Date: 23 February 2017
A new compilation of NIHR-funded research brings into focus a number of factors before, during and after pregnancy which could improve maternal and child health. Many of the studies in Better Beginnings – Improving Health for Pregnancy reflect public health priorities, such as support for smoking cessation, healthy diet and weight, with evidence that prevention is cost-effective and offers return of investment in the short and long-term. This may be especially so for interventions during and after pregnancy, as effective care could enhance the health of women and their infants during their life-course.
Choosing to breastfeed is absolutely a woman’s prerogative, although it’s a choice likely to reflect multiple influences, including a woman’s cultural and socio-economic background and the views and support of her peers. Among many health benefits, breastfeeding can help women to manage their weight postnatally and prevent their infants from developing obesity in childhood and later adulthood.
Yet many UK women decide not to breastfeed, or if they initially start breastfeeding, don’t continue much beyond the first two weeks of their infant’s life. Despite universal NHS maternity services which should support women who want to breastfeed to do so successfully, the UK has among the lowest rates of breastfeeding internationally, with only around 1% of UK women exclusively breastfeeding at 6 months postnatally. It’s a hugely important public health intervention that we don’t do very well. One only has to consider how few breastfeeding women we encounter when out and about in our daily lives. If I’m hosting international visitors to my university I often set them the task of spotting a woman breastfeeding in public in London.
Low rates of breastfeeding should be a real cause for concern given the changing health profile of women in the UK who become pregnant. Rates of maternal obesity are reaching epidemic proportions, with around half of women commencing pregnancy overweight or obese.
Maternal obesity is increasing the health care burden of the NHS as obese women are more likely to develop gestational diabetes, require caesarean section and have infants who require neonatal care. It’s not just outcomes of the index birth that are implicated, with consequences of obesity on longer-term maternal and child health becoming clearer.
Weight loss in pregnancy is unsafe, although dietary and lifestyle interventions could minimise excessive gestational weight gain, prevent some medical complications and reduce postnatal weight retention. As we don’t have UK guidelines to recommend pregnancy weight gain in obese women (with debate as to whether guidance is appropriate, given uncertainty surrounding recommendations including those from the USA Institute of Medicine), it’s not surprising women receive mixed messages about weight gain in pregnancy.

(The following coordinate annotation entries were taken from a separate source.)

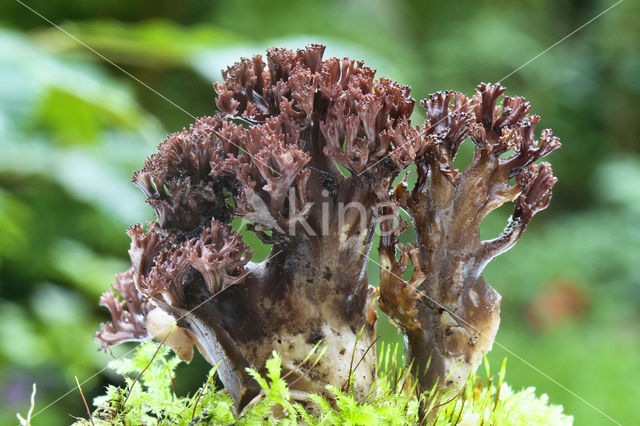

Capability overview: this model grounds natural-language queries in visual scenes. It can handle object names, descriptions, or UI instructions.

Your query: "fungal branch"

[96,45,559,410]
[380,84,560,396]
[96,45,422,409]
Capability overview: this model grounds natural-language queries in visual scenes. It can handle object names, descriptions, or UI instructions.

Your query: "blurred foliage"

[0,0,640,425]
[74,343,573,426]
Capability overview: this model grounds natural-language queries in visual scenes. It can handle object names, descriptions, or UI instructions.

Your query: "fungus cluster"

[96,45,560,409]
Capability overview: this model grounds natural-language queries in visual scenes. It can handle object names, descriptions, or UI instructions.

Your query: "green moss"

[71,343,573,426]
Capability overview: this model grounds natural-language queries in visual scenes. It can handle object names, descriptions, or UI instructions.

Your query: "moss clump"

[76,343,573,426]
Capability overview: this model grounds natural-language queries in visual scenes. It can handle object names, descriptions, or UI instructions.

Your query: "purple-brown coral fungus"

[96,45,559,408]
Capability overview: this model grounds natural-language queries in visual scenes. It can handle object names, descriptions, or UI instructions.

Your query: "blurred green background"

[0,0,640,425]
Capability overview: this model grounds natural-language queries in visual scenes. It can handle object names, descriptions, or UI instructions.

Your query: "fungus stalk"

[96,45,558,410]
[380,84,560,391]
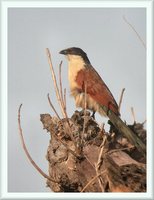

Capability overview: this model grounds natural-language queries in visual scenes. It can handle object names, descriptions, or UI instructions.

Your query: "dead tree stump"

[40,111,146,192]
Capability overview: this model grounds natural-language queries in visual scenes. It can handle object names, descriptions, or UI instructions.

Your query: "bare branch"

[46,48,65,117]
[59,61,64,106]
[95,135,107,192]
[47,93,60,119]
[18,104,59,183]
[131,107,136,124]
[118,88,125,113]
[81,82,87,145]
[123,16,146,49]
[64,88,66,110]
[81,170,106,192]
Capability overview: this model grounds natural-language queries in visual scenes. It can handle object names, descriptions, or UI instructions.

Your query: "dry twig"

[123,16,146,49]
[118,88,125,113]
[59,61,64,107]
[81,170,106,192]
[131,107,136,124]
[46,48,65,117]
[18,104,59,183]
[95,135,107,192]
[47,93,60,119]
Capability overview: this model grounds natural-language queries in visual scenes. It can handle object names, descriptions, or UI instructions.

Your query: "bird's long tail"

[102,106,146,156]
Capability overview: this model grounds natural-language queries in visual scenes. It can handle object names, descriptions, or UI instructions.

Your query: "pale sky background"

[8,8,146,192]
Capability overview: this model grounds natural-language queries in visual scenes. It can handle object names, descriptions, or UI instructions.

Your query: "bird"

[59,47,146,157]
[59,47,120,117]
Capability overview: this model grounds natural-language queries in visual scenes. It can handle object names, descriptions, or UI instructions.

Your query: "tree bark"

[41,111,146,192]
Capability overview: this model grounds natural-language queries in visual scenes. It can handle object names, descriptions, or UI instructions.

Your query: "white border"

[0,0,153,199]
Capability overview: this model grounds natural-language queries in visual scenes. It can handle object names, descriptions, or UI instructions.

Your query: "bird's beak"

[59,49,67,55]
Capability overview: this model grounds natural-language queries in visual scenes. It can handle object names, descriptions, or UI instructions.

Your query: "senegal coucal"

[59,47,119,116]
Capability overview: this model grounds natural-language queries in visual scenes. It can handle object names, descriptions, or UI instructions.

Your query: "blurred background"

[8,8,146,192]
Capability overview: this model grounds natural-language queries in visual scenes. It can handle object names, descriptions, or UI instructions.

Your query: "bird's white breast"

[68,55,85,90]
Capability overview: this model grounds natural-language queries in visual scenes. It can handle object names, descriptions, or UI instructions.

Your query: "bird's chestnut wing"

Messages all pregnant women should be offered include that they don’t need to ‘eat for two’ and the importance of a balanced diet which limits sugary drinks and processed foods. As pregnancy is not an optimal time to address weight change, focus is turning to healthy weight management prior to conception and after giving birth. Evidence of ‘what works’ is needed with relevant NIHR funded studies underway.
High breastfeeding attrition rates beg the question of why we’re continuing to fail women, particularly those who may have most to gain in terms of health benefits. One answer may be that we need to tailor advice and support to women’s needs, rather than offer the same level of breastfeeding advice and support to all women or accord breastfeeding support low priority as if it doesn’t really matter, when it so clearly does. I’ve met women who had such poor breastfeeding experiences that months later they were unable to discuss it with me without getting upset because they considered that they had ‘failed’ their infants.
Difficulties latching their baby on the breast and poor body image have been reported, with women also facing barriers due to lack of timely and appropriate advice from health professionals who don’t know how to advise them on how to commence and continue to breastfeed. Maternal obesity is too great an issue to ignore. Breastfeeding could provide enormous return of investment for something most women should be able to do - with the right level of support.
Breastfeeding can help women to manage their weight postnatally and prevent their infants from developing obesity in childhood and later adulthood.
Debra Bick is Professor of Evidence Based Midwifery Practice at the Florence Nightingale Faculty of Nursing and Midwifery, King’s College London. She leads a programme of research on maternal physical and psychological morbidity and is Editor in Chief of ‘Midwifery’, an international journal.